Paper: Joel Chan, Joseph Chee Chang, Tom Hope, Dafna Shahaf, and Aniket Kittur. 2018. SOLVENT: A Mixed Initiative System for Finding Analogies Between Research Papers. Proc. ACM Hum.-Comput. Interact. 2, CSCW: 31:1–31:21
Summary: In this paper, the authors attempt to help researchers by generating (mining) analogies in other domains to help support interdisciplinary research. The paper proposes a unique annotation schema to extend prior work by Hope et al. and has four key facets: background, purpose, mechanism, and findings. The paper also has 3 interesting studies. First, it was collecting annotations from domain experts in research fields, and second, using the Solvent system to generate analogies with real-world usefulness. Finally, the authors scaled up Solvent through the use of crowdsourcing workflows. In each of the three studies, they used semantic vector representations for the annotations. The first study had a dataset focused on papers from CSCW and annotated by a member of the research team, while the second study involved working with an interdisciplinary team in bioengineering and mechanical engineering to determine whether Solvent could help identify analogies not easily found with citation tree search. Finally, in the third study, the authors leveraged crowd workers from UpWork and Amazon Mechanical Turk to generate annotations, and the authors found that workers had difficulties with the purpose and mechanism type annotations. On the whole, the Solvent system was found to help researchers and generate analogies effectively.
Reflection: Overall, I think this paper is well-motivated, and the 3 studies that form the basis for the results are impressive. It was also interesting that there was significant agreement between crowd workers and researchers in terms of annotation percentage. This proves a useful finding more broadly in that novices may be able to contribute to science not necessarily by doing science (especially as science gets harder to do by “normal” people, and is done in larger and larger teams), but by finding analogies between different disciplines’ literatures.
For their second study, the authors trained a word2vec model on a curated dataset of over 3000 papers from 3 domains. This was also good because they did not limit their work to just one domain and strived to generalize their work/findings. However, they are still largely engineering disciplines, albeit CSCW has a somewhat social science component to it. I wonder how it would work in other disciplines such as between the pure sciences?

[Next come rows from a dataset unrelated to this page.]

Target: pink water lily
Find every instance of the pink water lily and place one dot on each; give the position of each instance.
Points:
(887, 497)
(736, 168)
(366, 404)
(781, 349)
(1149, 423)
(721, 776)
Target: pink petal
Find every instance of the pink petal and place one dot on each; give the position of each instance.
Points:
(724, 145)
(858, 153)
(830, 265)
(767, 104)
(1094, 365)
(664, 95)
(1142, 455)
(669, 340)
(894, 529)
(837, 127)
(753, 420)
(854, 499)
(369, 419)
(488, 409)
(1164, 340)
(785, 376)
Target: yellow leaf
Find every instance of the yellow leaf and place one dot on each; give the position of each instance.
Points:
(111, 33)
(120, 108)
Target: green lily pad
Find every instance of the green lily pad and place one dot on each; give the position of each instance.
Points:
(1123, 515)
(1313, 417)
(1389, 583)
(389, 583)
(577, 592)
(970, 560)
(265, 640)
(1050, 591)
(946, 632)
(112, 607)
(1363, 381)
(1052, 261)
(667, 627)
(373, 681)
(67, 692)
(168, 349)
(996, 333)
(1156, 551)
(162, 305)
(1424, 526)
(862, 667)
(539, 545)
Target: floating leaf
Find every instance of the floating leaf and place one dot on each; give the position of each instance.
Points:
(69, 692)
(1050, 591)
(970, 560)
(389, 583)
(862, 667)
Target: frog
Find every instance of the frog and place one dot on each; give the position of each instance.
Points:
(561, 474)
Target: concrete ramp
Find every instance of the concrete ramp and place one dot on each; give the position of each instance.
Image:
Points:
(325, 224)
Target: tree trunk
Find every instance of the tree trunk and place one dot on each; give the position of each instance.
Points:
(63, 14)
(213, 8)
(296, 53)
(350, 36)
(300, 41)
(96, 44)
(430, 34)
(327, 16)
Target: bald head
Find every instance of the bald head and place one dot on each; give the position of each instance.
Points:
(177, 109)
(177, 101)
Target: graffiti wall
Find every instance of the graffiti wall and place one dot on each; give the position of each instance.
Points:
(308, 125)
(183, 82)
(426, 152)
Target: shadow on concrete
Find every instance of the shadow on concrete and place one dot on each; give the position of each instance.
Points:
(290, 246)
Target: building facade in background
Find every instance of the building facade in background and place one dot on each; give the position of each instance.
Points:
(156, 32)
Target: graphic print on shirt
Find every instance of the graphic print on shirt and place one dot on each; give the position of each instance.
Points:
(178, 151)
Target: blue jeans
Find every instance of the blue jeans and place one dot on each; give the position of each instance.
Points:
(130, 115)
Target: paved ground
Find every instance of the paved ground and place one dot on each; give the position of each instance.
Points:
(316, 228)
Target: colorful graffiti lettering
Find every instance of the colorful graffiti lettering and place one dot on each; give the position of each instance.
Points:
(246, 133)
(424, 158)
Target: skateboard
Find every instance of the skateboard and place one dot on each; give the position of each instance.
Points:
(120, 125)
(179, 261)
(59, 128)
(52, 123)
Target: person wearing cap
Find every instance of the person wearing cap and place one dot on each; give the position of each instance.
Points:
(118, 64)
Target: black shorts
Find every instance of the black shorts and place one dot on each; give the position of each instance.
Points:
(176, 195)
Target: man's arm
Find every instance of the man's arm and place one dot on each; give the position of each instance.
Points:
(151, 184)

That might be an interesting follow up study.
I wonder how such a system might be deployed more broadly, as compared to a limited way that was done in this paper. I also wonder how long it would have taken crowd workers to go through the tasks and generate the findings in total.
Questions:
- What other domains do you think Solvent would be useful in? Would it easily generalize?
- Is majority vote an appropriate mechanism? What else could be used?
- What are the challenges to creating analogies?